Content: The tablet is broken at bottom, one side, and perhaps also at the top, which is uneven. On the front side (recto), a probable man’s name is preserved in the first extant line, followed by the number 1. We read in the fragmentary second line ]ṇụ-o-wo[ , probably the end of another name (cf. the name ]ṛụ-o-wo on Knossos Sc 130). The back side (verso) is determined by the more slanting ductus of the signs, a point observed by J.L. Melena. It preserves a participial ending, attested at Knossos and Pylos as perfect active in form, with an intransitive-passive sense. The closest parallel is te-tu-ko-wo-a (‘fully finished’), attested at Knossos with reference to cloth (KN L 871.b, restored on KN X 7846), and in the variant te-tu-ko-wo-a2 at Pylos with reference to wheels (PY Sa 682). te-tu-]ko-wo-a is a plausible restoration on the Iklaina tablet, though of course not certain.

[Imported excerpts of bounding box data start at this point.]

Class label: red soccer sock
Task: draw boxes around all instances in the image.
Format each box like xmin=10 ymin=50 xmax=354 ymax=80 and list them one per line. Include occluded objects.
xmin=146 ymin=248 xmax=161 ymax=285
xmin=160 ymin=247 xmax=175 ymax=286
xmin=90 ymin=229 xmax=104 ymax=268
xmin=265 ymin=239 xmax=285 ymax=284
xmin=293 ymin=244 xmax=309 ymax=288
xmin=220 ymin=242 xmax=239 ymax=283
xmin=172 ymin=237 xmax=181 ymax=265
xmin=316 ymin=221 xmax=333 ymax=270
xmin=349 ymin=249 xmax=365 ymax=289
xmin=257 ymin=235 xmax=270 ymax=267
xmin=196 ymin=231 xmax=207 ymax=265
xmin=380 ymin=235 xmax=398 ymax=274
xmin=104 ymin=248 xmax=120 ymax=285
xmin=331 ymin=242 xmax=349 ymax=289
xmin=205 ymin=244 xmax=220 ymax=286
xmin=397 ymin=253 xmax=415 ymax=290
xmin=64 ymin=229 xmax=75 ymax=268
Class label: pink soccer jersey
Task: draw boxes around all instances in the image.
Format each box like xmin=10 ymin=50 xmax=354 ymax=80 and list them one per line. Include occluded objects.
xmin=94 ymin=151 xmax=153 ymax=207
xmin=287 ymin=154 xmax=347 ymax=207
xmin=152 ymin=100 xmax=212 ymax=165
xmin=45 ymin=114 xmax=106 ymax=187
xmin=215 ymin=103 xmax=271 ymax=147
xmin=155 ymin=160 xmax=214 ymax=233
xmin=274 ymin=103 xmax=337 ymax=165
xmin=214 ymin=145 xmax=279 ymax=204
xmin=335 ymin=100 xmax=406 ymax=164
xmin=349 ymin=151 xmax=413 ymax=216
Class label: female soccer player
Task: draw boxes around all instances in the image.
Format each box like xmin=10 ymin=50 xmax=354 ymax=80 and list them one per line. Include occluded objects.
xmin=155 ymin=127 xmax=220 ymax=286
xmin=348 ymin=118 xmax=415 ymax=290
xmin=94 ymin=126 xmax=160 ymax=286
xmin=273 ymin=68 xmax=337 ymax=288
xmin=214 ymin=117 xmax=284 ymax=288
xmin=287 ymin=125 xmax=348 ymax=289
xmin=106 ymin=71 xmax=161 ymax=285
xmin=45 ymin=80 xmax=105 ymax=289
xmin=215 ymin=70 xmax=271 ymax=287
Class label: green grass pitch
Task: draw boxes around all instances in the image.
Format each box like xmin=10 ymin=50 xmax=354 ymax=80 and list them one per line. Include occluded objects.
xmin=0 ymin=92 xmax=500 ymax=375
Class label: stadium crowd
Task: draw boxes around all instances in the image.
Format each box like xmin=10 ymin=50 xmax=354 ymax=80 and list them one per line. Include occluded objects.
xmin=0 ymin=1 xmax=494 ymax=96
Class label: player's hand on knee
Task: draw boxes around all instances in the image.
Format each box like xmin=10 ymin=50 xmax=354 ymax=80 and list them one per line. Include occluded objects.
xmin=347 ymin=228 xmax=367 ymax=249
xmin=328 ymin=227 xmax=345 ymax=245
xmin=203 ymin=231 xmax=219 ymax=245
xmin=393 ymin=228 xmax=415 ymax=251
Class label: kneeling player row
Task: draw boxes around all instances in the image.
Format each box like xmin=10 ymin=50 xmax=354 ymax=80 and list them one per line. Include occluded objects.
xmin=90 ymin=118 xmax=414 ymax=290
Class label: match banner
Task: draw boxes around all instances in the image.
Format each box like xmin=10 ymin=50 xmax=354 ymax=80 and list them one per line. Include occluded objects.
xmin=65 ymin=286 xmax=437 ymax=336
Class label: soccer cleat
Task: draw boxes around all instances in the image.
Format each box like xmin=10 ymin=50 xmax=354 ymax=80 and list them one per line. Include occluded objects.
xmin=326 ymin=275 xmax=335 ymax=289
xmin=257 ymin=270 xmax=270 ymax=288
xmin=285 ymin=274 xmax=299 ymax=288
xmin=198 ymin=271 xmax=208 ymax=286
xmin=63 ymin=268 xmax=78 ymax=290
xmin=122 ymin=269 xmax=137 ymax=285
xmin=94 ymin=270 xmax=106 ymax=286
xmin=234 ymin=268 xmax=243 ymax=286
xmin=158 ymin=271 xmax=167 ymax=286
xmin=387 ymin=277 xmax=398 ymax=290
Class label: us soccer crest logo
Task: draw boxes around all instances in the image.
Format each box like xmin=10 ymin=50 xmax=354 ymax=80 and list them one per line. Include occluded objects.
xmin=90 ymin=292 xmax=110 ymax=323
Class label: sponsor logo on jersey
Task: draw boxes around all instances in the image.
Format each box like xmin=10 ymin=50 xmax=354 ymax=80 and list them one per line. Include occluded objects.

Thus the tablet may present a personnel list on one side, and a verb form possibly linked to manufacturing on the other. The really interesting point is that this is the first tablet ever found at a secondary center in a Mycenaean state. We think that Richard Hope-Simpson and John Bennet are right in identifying Iklaina as the district capital a-pu2 (Alphys, vel sim.) in the Hither Province of Pylos. If the date of the tablet is not later than LH IIIA1/early LH IIIA2, as the evidence suggests, it represents either a phase of independent written accounting predating a Pylian takeover, or the very early stages of state bureaucracy. Either way, it opens a window into a state of administration barely attested at Pylos itself.